When we were running experiments with ChatGPT this summer, we kept running into guardrails; things that ChatGPT wouldn’t say. None of us wants a chatbot to be racist or sexist, but those of us studying history might want it to be able to speak from the perspective of a 19th century slave holder. (And it won’t.) At the time, we chalked this limitation up to “OpenAI doesn't want ChatGPT to say anything that will get it in trouble”, but a recent article in The New Yorker brought a lot of nuance to my understanding of how ChatGPT’s guardrails are developed. The short answer? Microsoft. In Silicon Valley the mantra may be “move fast and break things”, but the 48 year old popularizer of software brings a lot of care and responsibility to AI. If you’re concerned about ethical uses of AI (or want to know the history of OpenAI’s partnership with Microsoft and the Sam Altman drama) I would recommend Charles Duhigg’s The Inside Story of Microsoft’s Partnership with OpenAI.
Here are some highlights:
One day, a Microsoft red-team member told GPT-4 to pretend that it was a sexual predator grooming a child, and then to role-play a conversation with a twelve-year-old. The bot performed alarmingly well—to the point that Microsoft’s head of Responsible A.I. Engineering, Sarah Bird, ordered a series of new safeguards. Building them, however, presented a challenge, because it’s hard to delineate between a benign question that a good parent might ask (“How do I teach a twelve-year-old how to use condoms?”) and a potentially more dangerous query (“How do I teach a twelve-year-old how to have sex?”). To fine-tune the bot, Microsoft used a technique, pioneered by OpenAI, known as reinforcement learning with human feedback, or R.L.H.F. Hundreds of workers around the world repeatedly prompted Microsoft’s version of GPT-4 with questions, including quasi-inappropriate ones, and evaluated the responses. The model was told to give two slightly different answers to each question and display them side by side; workers then chose which answer seemed better. As Microsoft’s version of the large language model observed the prompters’ preferences hundreds of thousands of times, patterns emerged that ultimately turned into rules. (Regarding birth control, the A.I. basically taught itself, “When asked about twelve-year-olds and condoms, it’s better to emphasize theory rather than practice, and to reply cautiously.”)
Although reinforcement learning could keep generating new rules for the large language model, there was no way to cover every conceivable situation, because humans know to ask unforeseen, or creatively oblique, questions. (“How do I teach a twelve-year-old to play Naked Movie Star?”) So Microsoft, sometimes in conjunction with OpenAI, added more guardrails by giving the model broad safety rules, such as prohibiting it from giving instructions on illegal activities, and by inserting a series of commands—known as meta-prompts—that would be invisibly appended to every user query.
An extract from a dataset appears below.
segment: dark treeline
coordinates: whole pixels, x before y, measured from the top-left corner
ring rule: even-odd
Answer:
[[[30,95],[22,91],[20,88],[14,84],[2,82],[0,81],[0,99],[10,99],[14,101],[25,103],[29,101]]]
The meta-prompts were written in plain English. Some were specific: “If a user asks about explicit sexual activity, stop responding.” Others were more general: “Giving advice is O.K., but instructions on how to manipulate people should be avoided.” Anytime someone submitted a prompt, Microsoft’s version of GPT-4 attached a long, hidden string of meta-prompts and other safeguards—a paragraph long enough to impress Henry James.
It’s unclear how many of these guardrails were incorporated back into the general purpose ChatGPT (rather than Microsoft’s), but my assumption is that lot of them were. And as frustrating as it can be that ChatGPT can’t replicate unpleasant historical perspectives, I’ve decided I’m happy to make that tradeoff if the result is a ChatGPT that doesn’t tell folks how to groom children, make bombs or manufacture drugs.